I heard a little girl, maybe six years old, say: “That’s so cool! That’s something from SPACE!”

I smiled.

I heard a younger boy simply yell: “Awesome!”

I smiled.

I heard another little girl, about eight years old, ask her mom: “So this is the last time we’ll see a space shuttle?”

My heart sank.

“Hopefully not, honey,” her mom replied.

At 10:00 a.m. on a sunny Tuesday morning, I felt like I was part of something. I felt important. I felt connected.

As I walked back to my office, I couldn’t shake the sense of pride. I passed a group of women, giggling and perusing each other’s photos. One screamed: “I was jumping up and down like I saw Michael Jackson!”

I laughed!

Isn’t it true, though? Today we all became one. There was no race, no religion, no economic class, no social status. We all stood, elbow to elbow, staring up at the sky. We all became children again.

As for me, the 5-year-old Ruthie was out in full force. I distinctly remember sitting in Mrs.
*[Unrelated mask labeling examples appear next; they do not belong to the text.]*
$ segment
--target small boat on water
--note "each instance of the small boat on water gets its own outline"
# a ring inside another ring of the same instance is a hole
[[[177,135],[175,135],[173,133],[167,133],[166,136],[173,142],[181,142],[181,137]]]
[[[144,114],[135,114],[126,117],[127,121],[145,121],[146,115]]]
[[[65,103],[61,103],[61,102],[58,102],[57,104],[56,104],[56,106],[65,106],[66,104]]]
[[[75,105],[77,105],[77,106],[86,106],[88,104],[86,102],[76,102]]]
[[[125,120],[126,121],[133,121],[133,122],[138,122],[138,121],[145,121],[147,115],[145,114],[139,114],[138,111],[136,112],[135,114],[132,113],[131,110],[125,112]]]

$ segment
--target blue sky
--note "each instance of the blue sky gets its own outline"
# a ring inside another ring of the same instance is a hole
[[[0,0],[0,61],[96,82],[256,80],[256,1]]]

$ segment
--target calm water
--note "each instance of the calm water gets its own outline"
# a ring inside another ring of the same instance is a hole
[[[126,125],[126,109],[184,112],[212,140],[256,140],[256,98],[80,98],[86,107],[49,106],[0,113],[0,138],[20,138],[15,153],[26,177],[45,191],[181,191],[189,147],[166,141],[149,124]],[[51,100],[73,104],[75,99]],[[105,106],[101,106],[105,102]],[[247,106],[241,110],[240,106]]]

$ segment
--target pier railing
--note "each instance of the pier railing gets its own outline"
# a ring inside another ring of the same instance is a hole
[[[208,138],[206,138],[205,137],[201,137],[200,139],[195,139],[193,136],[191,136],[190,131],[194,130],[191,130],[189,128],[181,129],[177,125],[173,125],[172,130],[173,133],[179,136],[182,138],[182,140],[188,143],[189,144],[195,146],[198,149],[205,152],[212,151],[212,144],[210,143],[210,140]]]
Whiting’s kindergarten class, a room full of little eyes glued to the television screen as we watched the mighty Space Shuttle Challenger blast off. And I remember a room full of scared little eyes as we watched the shuttle break apart just 73 seconds after lift off. Today these memories flood back.

Not far behind is 7-year-old Ruthie, whose second grade teacher, Mrs. Duane, had been one of the semi-finalists for President Reagan’s Teacher in Space Program — the winner of which would be the first civilian to travel to space. As you know, she didn’t win, but she knew the teacher who did — Christa McAuliffe. The effect it had on Mrs. Duane was palpable. Even as a little girl, I remember the sadness in her eyes as she talked about that shuttle mission, about Christa. I remember sitting — every single day — in a circle and eating astronaut ice-cream as we listened to Mrs. Duane repeat the story over and over again. That mission even affected me, you see — because I spent so much of second grade talking about the Challenger, that to this day I still have trouble remembering what 9×8 is.

But today I didn’t think about multiplication tables. Today I didn’t think about work (although I do have to run to a three-hour meeting after this lunch break). Today I thought about my childhood. I thought about the children around me. I thought about the adults, acting like children as we all screamed and clapped and laughed.

We need more moments like this. We need to drop our briefcases, our schedules and our stress at the door. We need to roll around in the grass, point to the sky and yell: “AWESOME!” If we can do that, we might start experiencing life again.